Keesokan harinya ada telepon yang mengatakan bahwa Ema S. sudah dipanggil Tuhan. Dengan mobil Gereja aku, Bapak & Ibu Pdt T. dan Ibu K. pergi ke Panti Wreda. Setelah meyakinkan ketiadaan Ema S. , aku membuat Surat Keterangan Kematian yang dibutuhkan untuk proses pemakamannya. Selamat jalan Ema S….

Berkali-kali aku melihat seseorang rekan atau pasien masih sehat dan berkali-kali pula aku melihat mereka sudah meninggalkanku dengan cepat.

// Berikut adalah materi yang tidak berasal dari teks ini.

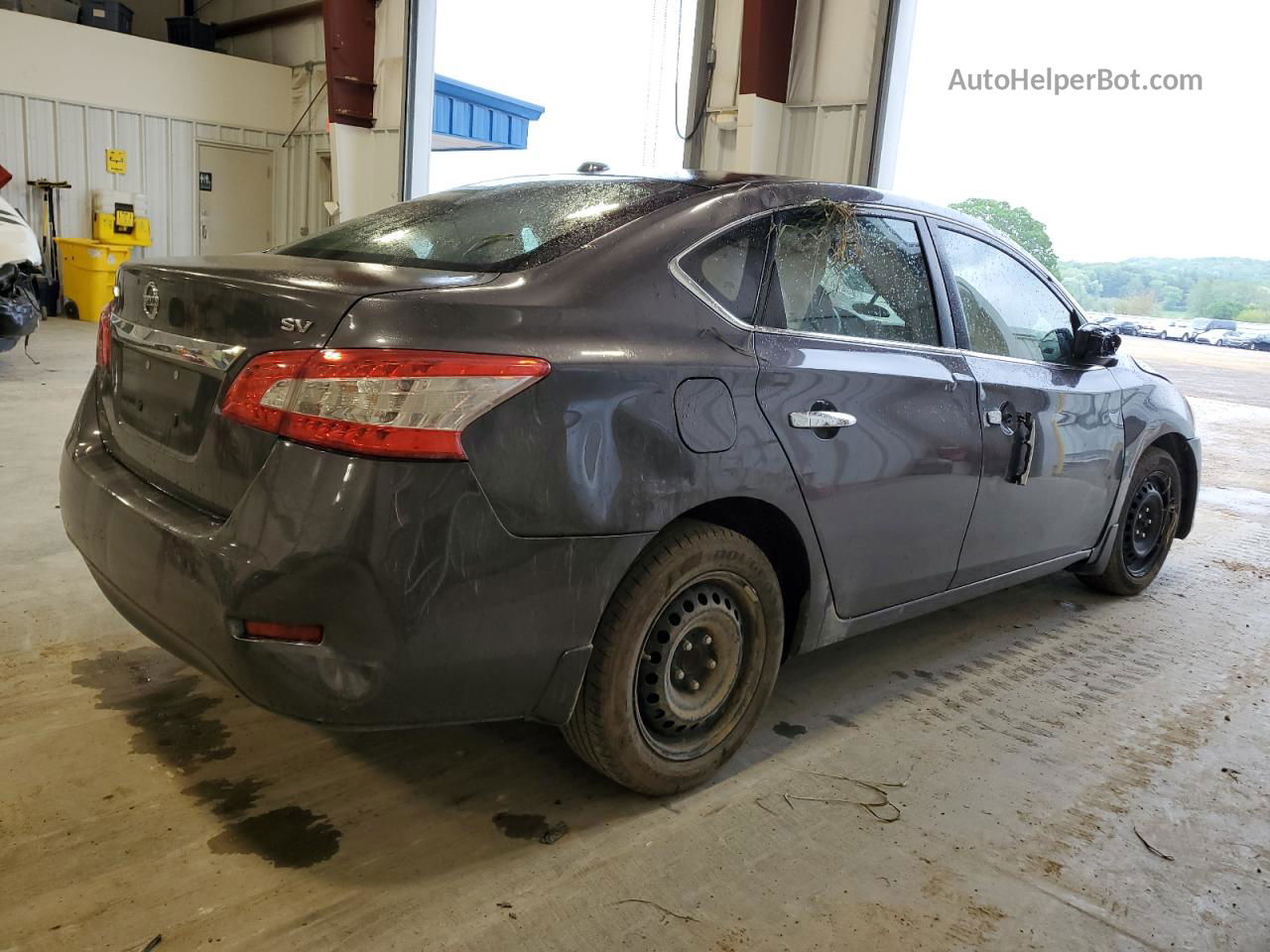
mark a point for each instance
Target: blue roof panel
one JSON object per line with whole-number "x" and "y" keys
{"x": 486, "y": 119}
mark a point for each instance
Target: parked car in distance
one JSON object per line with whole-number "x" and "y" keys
{"x": 1124, "y": 326}
{"x": 602, "y": 451}
{"x": 1234, "y": 338}
{"x": 1202, "y": 325}
{"x": 1259, "y": 340}
{"x": 1213, "y": 336}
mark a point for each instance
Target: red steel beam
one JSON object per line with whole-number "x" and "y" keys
{"x": 349, "y": 28}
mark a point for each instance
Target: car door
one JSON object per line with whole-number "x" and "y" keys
{"x": 875, "y": 413}
{"x": 1053, "y": 439}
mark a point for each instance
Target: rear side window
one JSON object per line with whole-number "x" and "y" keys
{"x": 1008, "y": 309}
{"x": 729, "y": 267}
{"x": 497, "y": 226}
{"x": 860, "y": 276}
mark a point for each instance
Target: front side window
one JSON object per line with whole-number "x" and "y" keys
{"x": 729, "y": 267}
{"x": 497, "y": 226}
{"x": 860, "y": 276}
{"x": 1008, "y": 309}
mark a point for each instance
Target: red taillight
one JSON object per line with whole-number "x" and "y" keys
{"x": 411, "y": 404}
{"x": 272, "y": 631}
{"x": 103, "y": 335}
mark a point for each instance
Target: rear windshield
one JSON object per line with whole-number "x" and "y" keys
{"x": 497, "y": 226}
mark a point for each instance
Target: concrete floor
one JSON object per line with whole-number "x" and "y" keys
{"x": 1037, "y": 731}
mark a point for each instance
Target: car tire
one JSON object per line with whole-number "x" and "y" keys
{"x": 1146, "y": 530}
{"x": 684, "y": 660}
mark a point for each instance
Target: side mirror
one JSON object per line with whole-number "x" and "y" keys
{"x": 1095, "y": 344}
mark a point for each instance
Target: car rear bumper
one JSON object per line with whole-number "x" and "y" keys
{"x": 431, "y": 611}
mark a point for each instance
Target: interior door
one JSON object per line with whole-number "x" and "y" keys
{"x": 1053, "y": 439}
{"x": 878, "y": 419}
{"x": 235, "y": 199}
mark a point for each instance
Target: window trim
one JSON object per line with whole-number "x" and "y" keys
{"x": 930, "y": 253}
{"x": 1075, "y": 313}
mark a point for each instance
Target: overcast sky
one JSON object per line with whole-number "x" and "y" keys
{"x": 1111, "y": 175}
{"x": 603, "y": 68}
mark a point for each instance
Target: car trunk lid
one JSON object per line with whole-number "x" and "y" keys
{"x": 183, "y": 329}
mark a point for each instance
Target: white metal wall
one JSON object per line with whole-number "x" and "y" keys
{"x": 46, "y": 139}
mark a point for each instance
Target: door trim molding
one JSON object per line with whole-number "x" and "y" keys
{"x": 861, "y": 624}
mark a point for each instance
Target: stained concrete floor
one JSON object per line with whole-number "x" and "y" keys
{"x": 1038, "y": 734}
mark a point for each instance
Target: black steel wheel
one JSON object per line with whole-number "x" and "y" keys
{"x": 683, "y": 662}
{"x": 693, "y": 661}
{"x": 1152, "y": 513}
{"x": 1148, "y": 521}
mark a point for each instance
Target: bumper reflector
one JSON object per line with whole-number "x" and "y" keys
{"x": 272, "y": 631}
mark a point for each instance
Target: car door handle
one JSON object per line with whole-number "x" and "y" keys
{"x": 821, "y": 419}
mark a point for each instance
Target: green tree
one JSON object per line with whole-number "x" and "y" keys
{"x": 1017, "y": 222}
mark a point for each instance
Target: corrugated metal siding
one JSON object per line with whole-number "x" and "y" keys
{"x": 825, "y": 143}
{"x": 41, "y": 139}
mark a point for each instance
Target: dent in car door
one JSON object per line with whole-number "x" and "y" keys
{"x": 892, "y": 488}
{"x": 1053, "y": 442}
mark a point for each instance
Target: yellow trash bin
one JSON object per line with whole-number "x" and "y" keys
{"x": 87, "y": 275}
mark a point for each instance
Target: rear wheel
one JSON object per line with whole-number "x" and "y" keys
{"x": 1148, "y": 522}
{"x": 684, "y": 660}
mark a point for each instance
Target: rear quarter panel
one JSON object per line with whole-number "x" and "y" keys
{"x": 594, "y": 447}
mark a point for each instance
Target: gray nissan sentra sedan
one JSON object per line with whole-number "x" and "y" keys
{"x": 602, "y": 451}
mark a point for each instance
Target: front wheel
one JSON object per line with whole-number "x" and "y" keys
{"x": 1148, "y": 521}
{"x": 684, "y": 660}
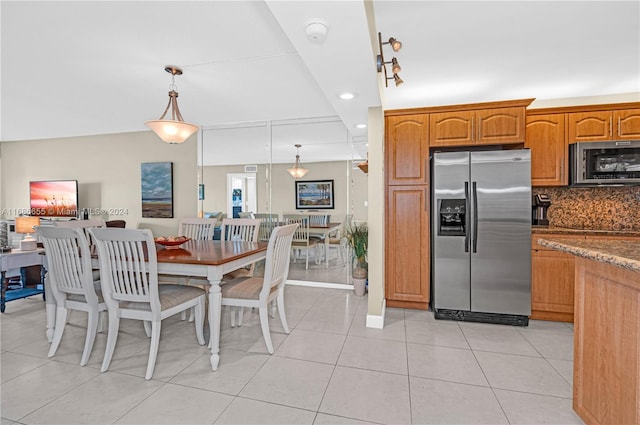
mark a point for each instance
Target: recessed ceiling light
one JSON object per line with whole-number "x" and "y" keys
{"x": 346, "y": 96}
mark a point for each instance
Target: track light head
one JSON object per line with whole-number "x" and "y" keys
{"x": 395, "y": 66}
{"x": 381, "y": 64}
{"x": 395, "y": 44}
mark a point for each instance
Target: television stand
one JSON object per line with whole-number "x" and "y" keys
{"x": 17, "y": 259}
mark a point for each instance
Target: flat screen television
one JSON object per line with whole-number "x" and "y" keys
{"x": 54, "y": 198}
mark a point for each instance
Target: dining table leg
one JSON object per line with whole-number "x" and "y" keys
{"x": 215, "y": 314}
{"x": 50, "y": 309}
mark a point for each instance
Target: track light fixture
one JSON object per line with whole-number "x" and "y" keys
{"x": 297, "y": 171}
{"x": 395, "y": 66}
{"x": 174, "y": 130}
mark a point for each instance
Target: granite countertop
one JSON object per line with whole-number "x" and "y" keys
{"x": 625, "y": 254}
{"x": 541, "y": 230}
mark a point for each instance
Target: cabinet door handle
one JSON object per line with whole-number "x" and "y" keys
{"x": 610, "y": 126}
{"x": 619, "y": 128}
{"x": 473, "y": 129}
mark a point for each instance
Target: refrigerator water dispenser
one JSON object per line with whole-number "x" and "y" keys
{"x": 452, "y": 217}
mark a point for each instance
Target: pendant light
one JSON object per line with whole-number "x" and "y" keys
{"x": 298, "y": 171}
{"x": 174, "y": 130}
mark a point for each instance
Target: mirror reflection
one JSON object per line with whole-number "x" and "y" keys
{"x": 243, "y": 168}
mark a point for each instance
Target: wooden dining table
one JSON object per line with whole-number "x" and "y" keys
{"x": 324, "y": 230}
{"x": 210, "y": 259}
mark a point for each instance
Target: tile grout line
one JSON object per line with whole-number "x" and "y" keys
{"x": 485, "y": 376}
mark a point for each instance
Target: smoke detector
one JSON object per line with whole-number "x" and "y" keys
{"x": 316, "y": 29}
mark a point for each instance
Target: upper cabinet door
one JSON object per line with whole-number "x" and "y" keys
{"x": 548, "y": 143}
{"x": 590, "y": 126}
{"x": 452, "y": 128}
{"x": 504, "y": 125}
{"x": 483, "y": 126}
{"x": 407, "y": 149}
{"x": 627, "y": 122}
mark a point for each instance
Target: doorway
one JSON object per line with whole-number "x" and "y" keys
{"x": 241, "y": 193}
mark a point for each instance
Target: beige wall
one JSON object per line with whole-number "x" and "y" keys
{"x": 376, "y": 212}
{"x": 282, "y": 197}
{"x": 107, "y": 168}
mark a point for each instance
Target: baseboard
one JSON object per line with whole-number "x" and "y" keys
{"x": 377, "y": 322}
{"x": 327, "y": 285}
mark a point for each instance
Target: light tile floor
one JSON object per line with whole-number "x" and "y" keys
{"x": 330, "y": 369}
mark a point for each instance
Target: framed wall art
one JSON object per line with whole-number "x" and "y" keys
{"x": 157, "y": 189}
{"x": 316, "y": 194}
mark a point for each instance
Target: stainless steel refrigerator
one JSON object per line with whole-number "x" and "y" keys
{"x": 481, "y": 236}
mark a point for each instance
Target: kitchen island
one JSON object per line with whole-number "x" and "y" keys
{"x": 606, "y": 373}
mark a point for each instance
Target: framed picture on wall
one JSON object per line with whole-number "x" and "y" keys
{"x": 157, "y": 189}
{"x": 316, "y": 194}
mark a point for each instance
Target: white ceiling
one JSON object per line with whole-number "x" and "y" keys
{"x": 82, "y": 68}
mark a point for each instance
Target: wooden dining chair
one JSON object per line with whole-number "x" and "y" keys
{"x": 129, "y": 277}
{"x": 71, "y": 282}
{"x": 251, "y": 291}
{"x": 302, "y": 239}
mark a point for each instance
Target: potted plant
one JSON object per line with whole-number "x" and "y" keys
{"x": 357, "y": 235}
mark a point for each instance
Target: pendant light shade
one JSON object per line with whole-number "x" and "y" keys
{"x": 298, "y": 171}
{"x": 174, "y": 130}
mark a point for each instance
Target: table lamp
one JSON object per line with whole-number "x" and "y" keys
{"x": 25, "y": 225}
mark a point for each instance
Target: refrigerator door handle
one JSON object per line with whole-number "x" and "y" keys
{"x": 475, "y": 216}
{"x": 467, "y": 217}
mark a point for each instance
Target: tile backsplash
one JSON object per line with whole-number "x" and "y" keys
{"x": 594, "y": 208}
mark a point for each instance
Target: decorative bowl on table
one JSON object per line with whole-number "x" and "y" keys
{"x": 171, "y": 241}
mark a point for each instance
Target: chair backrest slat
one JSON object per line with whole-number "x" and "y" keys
{"x": 277, "y": 263}
{"x": 197, "y": 228}
{"x": 69, "y": 261}
{"x": 301, "y": 233}
{"x": 240, "y": 229}
{"x": 128, "y": 264}
{"x": 267, "y": 223}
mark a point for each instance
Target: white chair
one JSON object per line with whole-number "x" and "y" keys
{"x": 92, "y": 222}
{"x": 239, "y": 229}
{"x": 301, "y": 238}
{"x": 268, "y": 222}
{"x": 84, "y": 224}
{"x": 318, "y": 218}
{"x": 71, "y": 282}
{"x": 129, "y": 276}
{"x": 197, "y": 228}
{"x": 260, "y": 291}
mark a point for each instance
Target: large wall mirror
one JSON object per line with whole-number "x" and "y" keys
{"x": 243, "y": 168}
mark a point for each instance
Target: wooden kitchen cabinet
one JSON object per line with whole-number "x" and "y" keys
{"x": 546, "y": 137}
{"x": 552, "y": 281}
{"x": 407, "y": 272}
{"x": 595, "y": 126}
{"x": 407, "y": 149}
{"x": 553, "y": 277}
{"x": 477, "y": 127}
{"x": 552, "y": 285}
{"x": 606, "y": 372}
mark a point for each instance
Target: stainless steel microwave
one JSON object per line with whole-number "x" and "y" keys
{"x": 605, "y": 163}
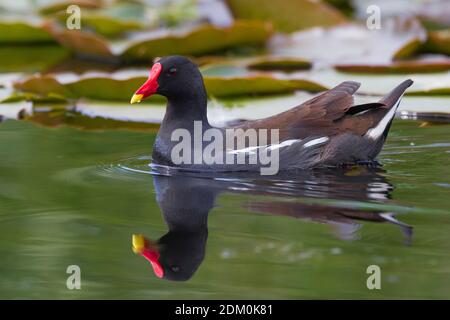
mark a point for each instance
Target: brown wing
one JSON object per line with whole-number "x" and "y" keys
{"x": 320, "y": 115}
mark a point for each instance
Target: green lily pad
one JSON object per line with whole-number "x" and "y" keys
{"x": 31, "y": 58}
{"x": 112, "y": 21}
{"x": 258, "y": 84}
{"x": 279, "y": 63}
{"x": 146, "y": 46}
{"x": 443, "y": 91}
{"x": 64, "y": 4}
{"x": 61, "y": 117}
{"x": 201, "y": 40}
{"x": 120, "y": 87}
{"x": 380, "y": 84}
{"x": 402, "y": 67}
{"x": 20, "y": 32}
{"x": 438, "y": 42}
{"x": 109, "y": 26}
{"x": 352, "y": 43}
{"x": 291, "y": 15}
{"x": 85, "y": 43}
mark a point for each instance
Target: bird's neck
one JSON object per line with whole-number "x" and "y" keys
{"x": 182, "y": 111}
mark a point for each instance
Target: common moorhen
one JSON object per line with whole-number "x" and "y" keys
{"x": 327, "y": 130}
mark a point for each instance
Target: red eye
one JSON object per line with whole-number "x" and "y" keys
{"x": 172, "y": 71}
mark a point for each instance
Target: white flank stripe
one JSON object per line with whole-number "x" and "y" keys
{"x": 376, "y": 132}
{"x": 315, "y": 141}
{"x": 245, "y": 150}
{"x": 283, "y": 144}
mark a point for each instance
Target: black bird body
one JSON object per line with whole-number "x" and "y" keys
{"x": 327, "y": 130}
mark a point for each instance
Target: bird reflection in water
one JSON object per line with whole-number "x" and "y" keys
{"x": 185, "y": 202}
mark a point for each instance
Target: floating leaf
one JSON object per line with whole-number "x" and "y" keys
{"x": 431, "y": 92}
{"x": 279, "y": 63}
{"x": 252, "y": 85}
{"x": 416, "y": 66}
{"x": 83, "y": 42}
{"x": 121, "y": 85}
{"x": 19, "y": 32}
{"x": 57, "y": 118}
{"x": 379, "y": 84}
{"x": 31, "y": 58}
{"x": 352, "y": 43}
{"x": 109, "y": 26}
{"x": 291, "y": 15}
{"x": 146, "y": 46}
{"x": 44, "y": 86}
{"x": 201, "y": 40}
{"x": 438, "y": 42}
{"x": 63, "y": 5}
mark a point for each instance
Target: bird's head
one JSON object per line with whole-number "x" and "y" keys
{"x": 172, "y": 77}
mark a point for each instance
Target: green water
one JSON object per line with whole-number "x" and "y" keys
{"x": 72, "y": 197}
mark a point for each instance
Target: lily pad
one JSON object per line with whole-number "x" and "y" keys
{"x": 57, "y": 118}
{"x": 414, "y": 66}
{"x": 352, "y": 43}
{"x": 258, "y": 84}
{"x": 121, "y": 85}
{"x": 438, "y": 42}
{"x": 62, "y": 5}
{"x": 279, "y": 63}
{"x": 31, "y": 58}
{"x": 379, "y": 84}
{"x": 291, "y": 15}
{"x": 20, "y": 32}
{"x": 147, "y": 45}
{"x": 201, "y": 40}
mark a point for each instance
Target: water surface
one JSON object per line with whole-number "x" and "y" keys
{"x": 73, "y": 197}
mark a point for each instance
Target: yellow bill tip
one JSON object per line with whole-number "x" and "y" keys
{"x": 136, "y": 98}
{"x": 138, "y": 241}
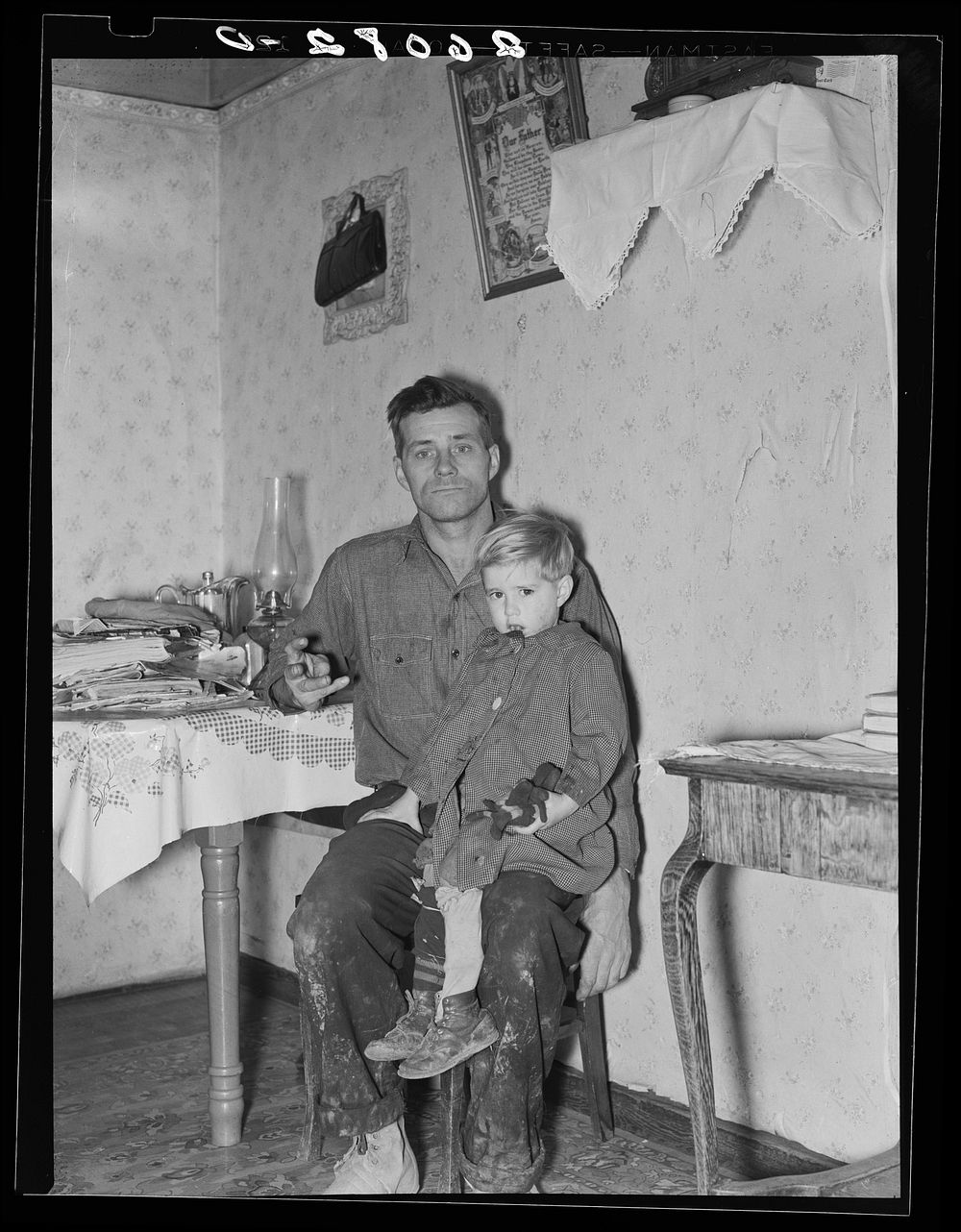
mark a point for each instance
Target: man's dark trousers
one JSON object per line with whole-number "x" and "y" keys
{"x": 350, "y": 933}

Tadi pagi aku masih bersalaman degan Pak R. tetapi selang 8 jam kemudian aku mendengar ia telah tiada karena mobilnya ditabrak kereta api. Yang lain menderita bertahun-tahun, tetapi ada juga hanya dalam bilangan menit sudah dipanggil Tuhan. Siapapun, apapun pangkatnya, dan berapapun banyak hartanya, tetapi kalau sudah saatnya tiba, tidak akan ada satu kekuatan apapun yang dapat menghalangiNya.

Sebelum ajal tiba, aku ingin berbuat baik dan menolong orang lain, seperti kalimat:

Bila ingin bahagia beberapa jam, pergilah memancing.

Bila ingin bahagia sebulan, menikahlah.
Bila ingin bahagia selamanya, tolonglah orang lain.